Pricing
Fine-tuning job costs depend on the GPU plan you select and the duration of training. Pricing is based on compute usage — you are charged for the time your training job runs on the selected GPU.
How billing works
| Factor | Description |
|---|---|
| GPU type | The GPU selected (H100, A100, etc.) determines the per-hour rate |
| Training duration | You are charged for the actual time the job runs on that GPU |
| Billing start | Begins when the job starts executing on the GPU |
| Billing stop | Ends when the job completes, fails, or is terminated |
Fine-tuning jobs are billed hourly based on the GPU compute resources used. There are no charges while a job is queued or pending.
What affects cost
- GPU type — H100 and A100 have different per-hour rates
- Training duration — More epochs and larger datasets increase training time
- Quantization — Enabling 4-bit quantization may reduce training time by lowering memory overhead, potentially allowing use of a smaller GPU
Pricing examples
Note: Values below are illustrative. Use the E2E Calculator for current rates.

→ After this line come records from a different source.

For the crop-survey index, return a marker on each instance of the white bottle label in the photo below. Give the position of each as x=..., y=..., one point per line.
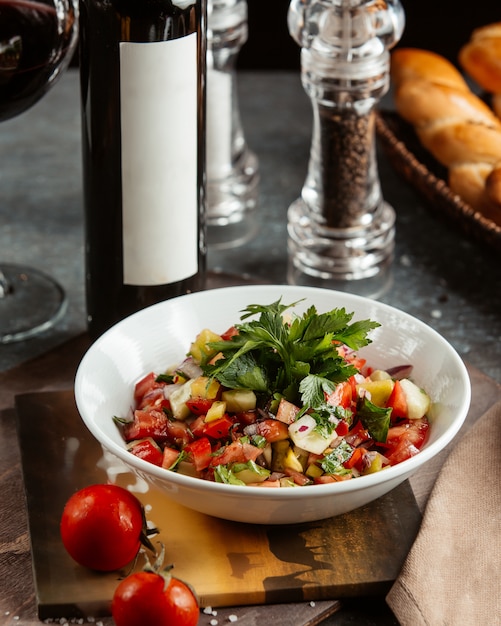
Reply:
x=158, y=91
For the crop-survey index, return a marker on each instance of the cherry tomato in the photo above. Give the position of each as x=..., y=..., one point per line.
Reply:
x=102, y=527
x=148, y=599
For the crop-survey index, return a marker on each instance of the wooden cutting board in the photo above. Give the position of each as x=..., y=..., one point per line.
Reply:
x=229, y=564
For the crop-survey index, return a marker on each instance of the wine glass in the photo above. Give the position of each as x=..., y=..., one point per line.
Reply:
x=37, y=39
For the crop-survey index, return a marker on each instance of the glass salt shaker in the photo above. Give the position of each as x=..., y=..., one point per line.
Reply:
x=232, y=168
x=341, y=230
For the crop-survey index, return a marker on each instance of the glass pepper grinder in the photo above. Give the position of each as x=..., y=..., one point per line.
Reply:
x=232, y=168
x=341, y=231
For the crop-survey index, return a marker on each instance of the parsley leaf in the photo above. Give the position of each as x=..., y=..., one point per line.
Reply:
x=375, y=419
x=297, y=359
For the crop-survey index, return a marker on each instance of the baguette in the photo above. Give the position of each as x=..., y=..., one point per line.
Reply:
x=480, y=58
x=452, y=123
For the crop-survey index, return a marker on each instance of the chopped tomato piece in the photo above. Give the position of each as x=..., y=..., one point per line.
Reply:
x=397, y=402
x=199, y=453
x=147, y=450
x=199, y=406
x=356, y=460
x=405, y=440
x=220, y=428
x=237, y=452
x=170, y=456
x=273, y=430
x=197, y=426
x=298, y=477
x=147, y=424
x=342, y=428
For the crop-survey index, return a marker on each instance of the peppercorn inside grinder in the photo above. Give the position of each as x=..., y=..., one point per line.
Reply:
x=341, y=231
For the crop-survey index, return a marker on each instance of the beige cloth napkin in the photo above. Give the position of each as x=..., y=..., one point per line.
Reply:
x=452, y=575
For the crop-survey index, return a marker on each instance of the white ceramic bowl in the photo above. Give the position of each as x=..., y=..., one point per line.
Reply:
x=159, y=336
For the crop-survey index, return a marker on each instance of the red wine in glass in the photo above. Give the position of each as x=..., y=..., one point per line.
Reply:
x=37, y=40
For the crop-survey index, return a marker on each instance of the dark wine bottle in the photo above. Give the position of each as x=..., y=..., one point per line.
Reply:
x=143, y=73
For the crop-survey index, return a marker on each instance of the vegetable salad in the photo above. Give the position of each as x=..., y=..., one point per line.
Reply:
x=278, y=400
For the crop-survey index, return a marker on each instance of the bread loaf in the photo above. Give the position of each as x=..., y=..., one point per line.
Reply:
x=480, y=58
x=455, y=125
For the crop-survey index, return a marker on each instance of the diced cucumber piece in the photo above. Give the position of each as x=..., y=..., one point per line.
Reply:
x=418, y=401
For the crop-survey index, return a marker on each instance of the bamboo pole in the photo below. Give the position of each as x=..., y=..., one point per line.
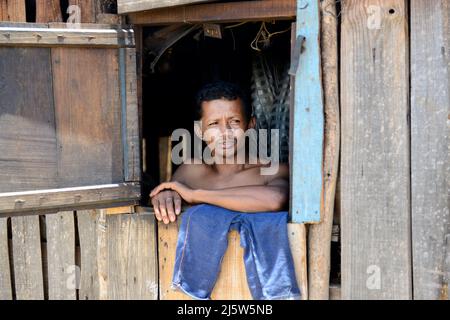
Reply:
x=320, y=235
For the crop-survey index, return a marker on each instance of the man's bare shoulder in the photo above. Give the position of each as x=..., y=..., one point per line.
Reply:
x=188, y=170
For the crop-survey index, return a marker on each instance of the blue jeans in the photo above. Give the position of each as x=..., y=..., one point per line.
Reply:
x=203, y=240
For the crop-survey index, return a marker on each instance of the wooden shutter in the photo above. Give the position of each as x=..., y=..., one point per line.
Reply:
x=307, y=118
x=127, y=6
x=69, y=133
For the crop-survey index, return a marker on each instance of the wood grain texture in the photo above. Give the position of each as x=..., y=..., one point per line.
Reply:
x=297, y=239
x=430, y=165
x=130, y=120
x=62, y=276
x=88, y=116
x=18, y=203
x=26, y=243
x=27, y=120
x=5, y=274
x=375, y=169
x=319, y=243
x=89, y=276
x=48, y=11
x=127, y=6
x=87, y=10
x=308, y=120
x=12, y=10
x=218, y=12
x=131, y=257
x=59, y=35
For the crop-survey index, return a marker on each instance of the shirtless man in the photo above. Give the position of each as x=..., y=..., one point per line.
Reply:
x=223, y=111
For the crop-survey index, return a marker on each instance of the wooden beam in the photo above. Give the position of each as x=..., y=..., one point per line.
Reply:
x=430, y=162
x=21, y=202
x=43, y=37
x=375, y=154
x=319, y=243
x=12, y=10
x=48, y=11
x=218, y=12
x=307, y=118
x=127, y=6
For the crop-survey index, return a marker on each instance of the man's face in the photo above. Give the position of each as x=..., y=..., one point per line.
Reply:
x=224, y=125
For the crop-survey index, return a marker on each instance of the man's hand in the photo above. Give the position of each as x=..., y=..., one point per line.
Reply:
x=184, y=191
x=167, y=205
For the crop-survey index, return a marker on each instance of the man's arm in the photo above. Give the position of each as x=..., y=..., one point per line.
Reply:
x=167, y=203
x=270, y=197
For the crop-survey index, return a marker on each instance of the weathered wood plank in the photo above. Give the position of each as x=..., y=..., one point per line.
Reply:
x=218, y=12
x=132, y=260
x=375, y=170
x=130, y=120
x=307, y=119
x=430, y=165
x=89, y=276
x=62, y=275
x=5, y=274
x=12, y=10
x=58, y=37
x=27, y=120
x=319, y=242
x=77, y=197
x=89, y=139
x=127, y=6
x=48, y=11
x=28, y=274
x=87, y=10
x=298, y=243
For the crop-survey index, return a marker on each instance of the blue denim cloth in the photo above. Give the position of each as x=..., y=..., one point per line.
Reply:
x=203, y=240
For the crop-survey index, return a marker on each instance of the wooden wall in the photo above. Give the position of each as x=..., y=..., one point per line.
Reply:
x=395, y=159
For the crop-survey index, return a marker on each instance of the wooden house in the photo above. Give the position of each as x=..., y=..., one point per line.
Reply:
x=90, y=91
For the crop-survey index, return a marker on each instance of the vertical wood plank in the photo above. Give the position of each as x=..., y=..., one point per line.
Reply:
x=308, y=120
x=27, y=120
x=132, y=261
x=13, y=11
x=130, y=120
x=375, y=189
x=319, y=243
x=88, y=138
x=89, y=276
x=430, y=165
x=5, y=274
x=28, y=275
x=48, y=11
x=87, y=10
x=60, y=229
x=297, y=241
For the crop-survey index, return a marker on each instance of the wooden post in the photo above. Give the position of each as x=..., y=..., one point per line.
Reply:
x=48, y=11
x=319, y=242
x=307, y=118
x=430, y=163
x=375, y=160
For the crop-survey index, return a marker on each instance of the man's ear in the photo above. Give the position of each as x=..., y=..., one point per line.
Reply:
x=252, y=123
x=198, y=129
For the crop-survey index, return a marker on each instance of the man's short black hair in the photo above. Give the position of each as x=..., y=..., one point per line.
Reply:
x=222, y=90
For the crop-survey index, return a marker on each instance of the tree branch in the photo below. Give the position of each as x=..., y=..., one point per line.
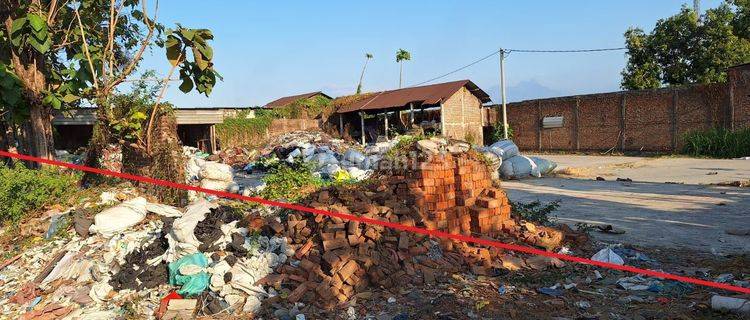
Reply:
x=165, y=85
x=86, y=50
x=137, y=57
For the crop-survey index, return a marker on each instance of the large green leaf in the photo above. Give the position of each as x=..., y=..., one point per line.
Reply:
x=186, y=85
x=70, y=98
x=37, y=23
x=40, y=46
x=173, y=50
x=199, y=60
x=187, y=33
x=18, y=24
x=206, y=50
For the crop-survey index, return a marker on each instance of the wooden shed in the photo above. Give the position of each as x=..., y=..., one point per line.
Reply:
x=453, y=109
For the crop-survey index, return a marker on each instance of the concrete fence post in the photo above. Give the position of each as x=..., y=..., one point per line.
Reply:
x=576, y=134
x=673, y=115
x=539, y=125
x=622, y=122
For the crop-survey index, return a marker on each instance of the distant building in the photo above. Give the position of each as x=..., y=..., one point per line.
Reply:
x=195, y=126
x=453, y=109
x=651, y=120
x=285, y=101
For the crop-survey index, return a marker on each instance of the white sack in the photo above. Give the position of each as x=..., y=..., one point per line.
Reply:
x=518, y=167
x=216, y=171
x=545, y=166
x=505, y=149
x=111, y=221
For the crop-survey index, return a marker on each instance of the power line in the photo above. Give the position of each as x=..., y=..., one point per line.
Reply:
x=508, y=51
x=566, y=51
x=459, y=69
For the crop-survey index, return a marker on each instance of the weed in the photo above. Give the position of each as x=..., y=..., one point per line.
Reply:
x=290, y=182
x=499, y=134
x=534, y=211
x=718, y=143
x=24, y=190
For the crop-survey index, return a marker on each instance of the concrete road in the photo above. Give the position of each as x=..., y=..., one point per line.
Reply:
x=655, y=169
x=653, y=213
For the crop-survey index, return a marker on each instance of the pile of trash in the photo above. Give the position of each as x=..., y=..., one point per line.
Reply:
x=145, y=259
x=332, y=159
x=514, y=165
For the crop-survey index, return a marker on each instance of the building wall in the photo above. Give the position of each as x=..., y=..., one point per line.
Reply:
x=643, y=120
x=462, y=117
x=281, y=126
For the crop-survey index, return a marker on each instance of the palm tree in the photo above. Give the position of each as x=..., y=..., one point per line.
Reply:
x=368, y=56
x=401, y=56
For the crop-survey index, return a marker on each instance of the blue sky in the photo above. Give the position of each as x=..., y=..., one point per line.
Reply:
x=268, y=49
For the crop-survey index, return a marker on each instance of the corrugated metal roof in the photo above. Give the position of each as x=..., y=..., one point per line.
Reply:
x=400, y=98
x=280, y=102
x=87, y=116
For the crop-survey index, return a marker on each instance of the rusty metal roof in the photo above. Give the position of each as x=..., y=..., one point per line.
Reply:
x=400, y=98
x=283, y=101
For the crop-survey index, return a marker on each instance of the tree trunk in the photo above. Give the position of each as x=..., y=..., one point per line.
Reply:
x=41, y=132
x=29, y=66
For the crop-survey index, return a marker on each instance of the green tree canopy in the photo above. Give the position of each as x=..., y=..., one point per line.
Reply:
x=688, y=48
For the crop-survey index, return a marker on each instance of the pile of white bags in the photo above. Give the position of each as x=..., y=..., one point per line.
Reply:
x=216, y=176
x=513, y=165
x=504, y=149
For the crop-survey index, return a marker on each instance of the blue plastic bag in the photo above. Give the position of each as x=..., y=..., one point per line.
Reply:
x=191, y=284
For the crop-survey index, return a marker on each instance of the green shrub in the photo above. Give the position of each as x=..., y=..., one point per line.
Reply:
x=718, y=143
x=239, y=131
x=534, y=211
x=25, y=190
x=290, y=182
x=498, y=133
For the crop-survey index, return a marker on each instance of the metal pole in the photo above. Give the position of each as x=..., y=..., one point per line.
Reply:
x=502, y=89
x=385, y=115
x=341, y=124
x=362, y=122
x=411, y=114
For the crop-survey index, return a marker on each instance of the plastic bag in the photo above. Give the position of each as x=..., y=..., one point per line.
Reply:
x=324, y=159
x=217, y=185
x=329, y=169
x=354, y=156
x=545, y=166
x=194, y=283
x=609, y=256
x=111, y=221
x=371, y=162
x=358, y=174
x=341, y=176
x=216, y=171
x=505, y=149
x=519, y=167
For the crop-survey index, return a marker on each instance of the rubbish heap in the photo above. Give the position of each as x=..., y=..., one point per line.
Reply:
x=514, y=165
x=333, y=159
x=335, y=259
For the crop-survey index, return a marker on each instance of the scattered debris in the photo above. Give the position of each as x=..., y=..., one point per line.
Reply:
x=609, y=256
x=730, y=304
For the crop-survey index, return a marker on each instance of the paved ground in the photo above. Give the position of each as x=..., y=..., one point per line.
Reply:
x=653, y=213
x=655, y=169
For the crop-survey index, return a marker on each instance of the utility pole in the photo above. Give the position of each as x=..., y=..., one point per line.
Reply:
x=502, y=90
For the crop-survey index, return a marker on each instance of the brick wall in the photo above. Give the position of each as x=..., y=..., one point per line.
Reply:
x=643, y=120
x=739, y=79
x=281, y=126
x=462, y=116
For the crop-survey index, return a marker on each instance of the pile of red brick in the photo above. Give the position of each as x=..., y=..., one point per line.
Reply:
x=454, y=194
x=338, y=259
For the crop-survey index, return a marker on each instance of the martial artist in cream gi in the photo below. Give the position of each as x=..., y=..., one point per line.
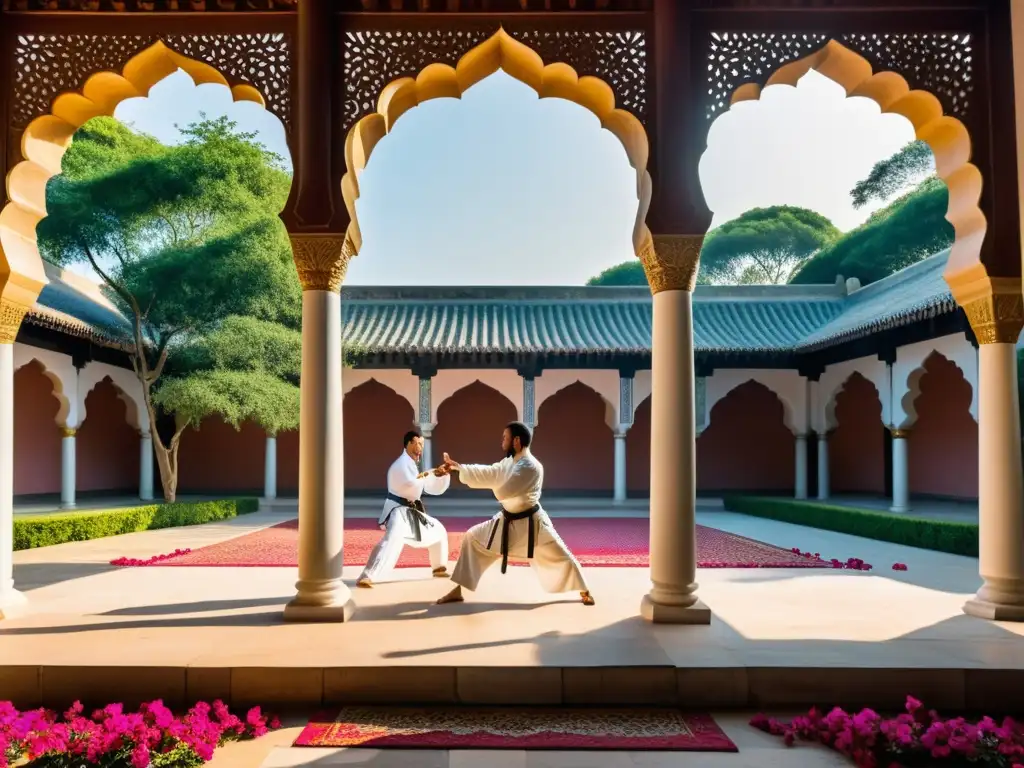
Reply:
x=520, y=529
x=404, y=520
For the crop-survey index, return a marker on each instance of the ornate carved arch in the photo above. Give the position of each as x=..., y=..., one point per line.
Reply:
x=43, y=144
x=948, y=138
x=500, y=51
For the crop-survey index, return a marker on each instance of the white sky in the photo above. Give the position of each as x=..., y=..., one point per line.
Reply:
x=565, y=202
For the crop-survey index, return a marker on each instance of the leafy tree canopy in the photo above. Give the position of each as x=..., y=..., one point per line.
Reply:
x=904, y=170
x=187, y=242
x=764, y=246
x=911, y=227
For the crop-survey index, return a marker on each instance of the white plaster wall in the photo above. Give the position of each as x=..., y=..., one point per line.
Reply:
x=835, y=378
x=399, y=381
x=908, y=370
x=788, y=386
x=450, y=381
x=604, y=382
x=59, y=370
x=129, y=389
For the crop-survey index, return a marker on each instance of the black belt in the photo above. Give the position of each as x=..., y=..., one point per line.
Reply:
x=418, y=518
x=507, y=518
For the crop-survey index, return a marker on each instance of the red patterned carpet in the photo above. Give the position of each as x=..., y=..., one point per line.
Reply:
x=505, y=728
x=613, y=542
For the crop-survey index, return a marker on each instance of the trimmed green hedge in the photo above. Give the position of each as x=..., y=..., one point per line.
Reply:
x=939, y=536
x=45, y=530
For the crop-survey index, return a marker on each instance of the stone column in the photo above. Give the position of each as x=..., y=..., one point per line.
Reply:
x=528, y=401
x=145, y=466
x=823, y=466
x=996, y=321
x=321, y=595
x=801, y=479
x=68, y=467
x=671, y=266
x=11, y=601
x=426, y=426
x=270, y=468
x=620, y=492
x=901, y=480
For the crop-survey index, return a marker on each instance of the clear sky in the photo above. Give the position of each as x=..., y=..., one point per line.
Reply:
x=502, y=187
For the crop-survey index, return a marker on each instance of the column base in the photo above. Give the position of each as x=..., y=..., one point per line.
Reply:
x=997, y=600
x=697, y=613
x=12, y=604
x=330, y=602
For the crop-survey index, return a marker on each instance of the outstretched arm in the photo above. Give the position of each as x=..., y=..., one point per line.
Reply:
x=486, y=476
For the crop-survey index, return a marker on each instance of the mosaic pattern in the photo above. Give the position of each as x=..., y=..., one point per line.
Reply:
x=46, y=66
x=609, y=543
x=491, y=727
x=939, y=62
x=375, y=57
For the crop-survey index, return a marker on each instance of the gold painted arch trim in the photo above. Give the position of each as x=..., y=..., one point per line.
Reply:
x=947, y=137
x=501, y=51
x=46, y=139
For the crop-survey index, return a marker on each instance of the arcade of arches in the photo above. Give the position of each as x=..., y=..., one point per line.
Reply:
x=745, y=442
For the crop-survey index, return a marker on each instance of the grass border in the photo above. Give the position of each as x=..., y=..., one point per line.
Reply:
x=46, y=530
x=939, y=536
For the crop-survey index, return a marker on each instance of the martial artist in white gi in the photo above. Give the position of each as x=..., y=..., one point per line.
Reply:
x=403, y=519
x=520, y=529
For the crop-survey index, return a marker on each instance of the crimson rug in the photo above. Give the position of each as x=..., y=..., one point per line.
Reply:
x=613, y=542
x=505, y=728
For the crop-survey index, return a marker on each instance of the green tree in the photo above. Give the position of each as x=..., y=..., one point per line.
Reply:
x=764, y=246
x=183, y=238
x=628, y=273
x=911, y=227
x=904, y=170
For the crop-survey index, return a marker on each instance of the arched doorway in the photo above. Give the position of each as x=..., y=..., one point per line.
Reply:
x=942, y=457
x=573, y=441
x=470, y=424
x=37, y=437
x=856, y=448
x=747, y=445
x=638, y=451
x=107, y=456
x=376, y=419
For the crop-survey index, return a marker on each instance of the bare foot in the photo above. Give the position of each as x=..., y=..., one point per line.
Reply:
x=455, y=596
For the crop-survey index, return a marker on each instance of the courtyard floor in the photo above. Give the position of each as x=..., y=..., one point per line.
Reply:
x=189, y=632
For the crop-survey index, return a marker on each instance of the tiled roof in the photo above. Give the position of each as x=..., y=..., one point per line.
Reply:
x=74, y=305
x=569, y=321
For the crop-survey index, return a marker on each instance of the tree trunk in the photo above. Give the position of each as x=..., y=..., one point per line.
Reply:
x=166, y=462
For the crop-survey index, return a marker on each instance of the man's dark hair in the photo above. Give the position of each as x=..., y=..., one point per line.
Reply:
x=520, y=430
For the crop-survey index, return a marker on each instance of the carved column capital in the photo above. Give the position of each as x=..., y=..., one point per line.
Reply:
x=11, y=314
x=322, y=259
x=994, y=306
x=671, y=261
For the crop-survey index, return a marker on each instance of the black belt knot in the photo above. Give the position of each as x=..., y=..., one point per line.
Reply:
x=507, y=518
x=417, y=518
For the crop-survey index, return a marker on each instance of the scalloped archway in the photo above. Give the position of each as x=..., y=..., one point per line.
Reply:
x=501, y=51
x=947, y=137
x=44, y=143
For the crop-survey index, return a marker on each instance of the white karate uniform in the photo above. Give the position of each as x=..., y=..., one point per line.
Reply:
x=398, y=531
x=517, y=485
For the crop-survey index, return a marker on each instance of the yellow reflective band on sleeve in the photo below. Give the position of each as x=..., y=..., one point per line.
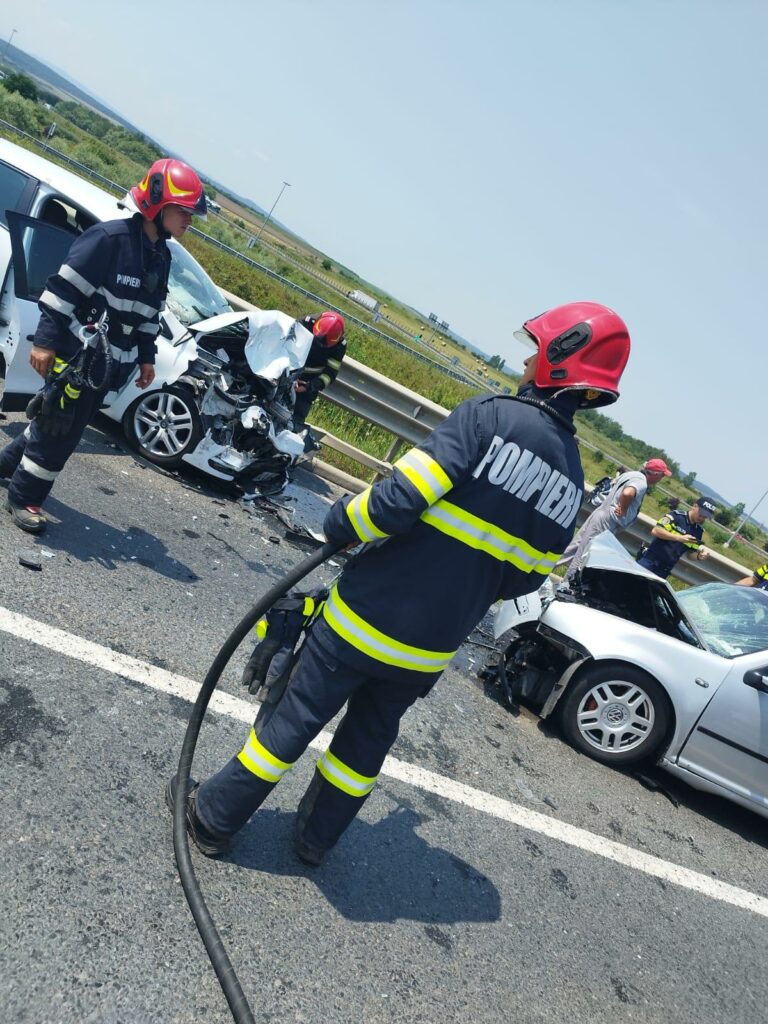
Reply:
x=257, y=759
x=360, y=519
x=428, y=476
x=486, y=537
x=344, y=777
x=378, y=645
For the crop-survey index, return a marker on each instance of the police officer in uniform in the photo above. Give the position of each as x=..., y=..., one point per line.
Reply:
x=116, y=270
x=323, y=363
x=479, y=511
x=677, y=534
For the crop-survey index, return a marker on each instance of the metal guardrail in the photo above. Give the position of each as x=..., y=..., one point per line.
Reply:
x=689, y=570
x=412, y=418
x=409, y=416
x=286, y=282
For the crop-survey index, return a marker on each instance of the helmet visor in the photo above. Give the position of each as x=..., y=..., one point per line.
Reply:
x=526, y=339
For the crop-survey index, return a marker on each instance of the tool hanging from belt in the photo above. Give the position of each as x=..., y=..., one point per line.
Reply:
x=281, y=633
x=53, y=406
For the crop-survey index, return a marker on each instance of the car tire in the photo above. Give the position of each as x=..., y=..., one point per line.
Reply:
x=164, y=425
x=617, y=715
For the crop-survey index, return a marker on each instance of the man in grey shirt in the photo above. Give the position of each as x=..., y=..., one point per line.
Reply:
x=619, y=511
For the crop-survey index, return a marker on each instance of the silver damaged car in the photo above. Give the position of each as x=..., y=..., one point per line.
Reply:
x=636, y=672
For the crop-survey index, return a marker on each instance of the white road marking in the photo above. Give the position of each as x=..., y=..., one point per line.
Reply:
x=167, y=682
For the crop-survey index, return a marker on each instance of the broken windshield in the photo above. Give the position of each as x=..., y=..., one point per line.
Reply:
x=731, y=620
x=192, y=294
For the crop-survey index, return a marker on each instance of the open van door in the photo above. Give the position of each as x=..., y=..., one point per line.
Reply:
x=38, y=250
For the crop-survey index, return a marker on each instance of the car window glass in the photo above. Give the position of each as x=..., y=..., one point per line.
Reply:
x=670, y=620
x=12, y=184
x=59, y=211
x=731, y=620
x=45, y=250
x=619, y=594
x=192, y=294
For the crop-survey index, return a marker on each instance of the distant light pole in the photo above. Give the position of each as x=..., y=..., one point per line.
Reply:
x=743, y=519
x=7, y=45
x=286, y=184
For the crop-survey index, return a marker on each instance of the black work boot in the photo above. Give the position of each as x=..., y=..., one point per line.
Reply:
x=28, y=517
x=208, y=842
x=308, y=853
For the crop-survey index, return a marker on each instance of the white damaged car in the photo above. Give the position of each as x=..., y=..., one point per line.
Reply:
x=222, y=397
x=636, y=672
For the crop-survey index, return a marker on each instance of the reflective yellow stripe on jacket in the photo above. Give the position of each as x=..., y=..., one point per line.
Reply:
x=672, y=528
x=378, y=645
x=344, y=777
x=257, y=759
x=360, y=519
x=429, y=478
x=483, y=536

Example : Fine-tuning Llama 3 13B on H100
Scenario: Fine-tune Llama 3 13B for 2 epochs on a 50,000-row dataset. Estimated training time: ~8 hours.
| Factor | Value |
|---|---|
| GPU | H100 |
| Training duration | ~8 hours |
Billing: Cost = 8 hours × (price per H100 hour)
Recommendation: Use H100 for larger models where training speed matters; the higher per-hour rate is often offset by shorter job duration.
For detailed pricing, visit the E2E Calculator.
Frequently Asked Questions
Am I charged if my job fails?
Yes. You are charged for the compute time used up to the point of failure. Use Retry to restart a failed job without losing configuration.
When does billing start?
Billing starts when the training job begins executing on the GPU — not when it enters the queue. There is no charge while the job is in a pending or queued state.
How can I reduce training costs?
- Enable 4-bit quantization to reduce memory usage and potentially run on a smaller, lower-cost GPU.
- Start with fewer epochs to validate your dataset and configuration before running the full job.
- Use the Clone feature to reuse configurations and iterate without re-entering settings.
- Terminate a job early if training metrics indicate overfitting or an incorrect configuration.
Is there a minimum charge per job?
Billing is prorated to the billing period. You are charged only for actual GPU compute time used, with no minimum duration.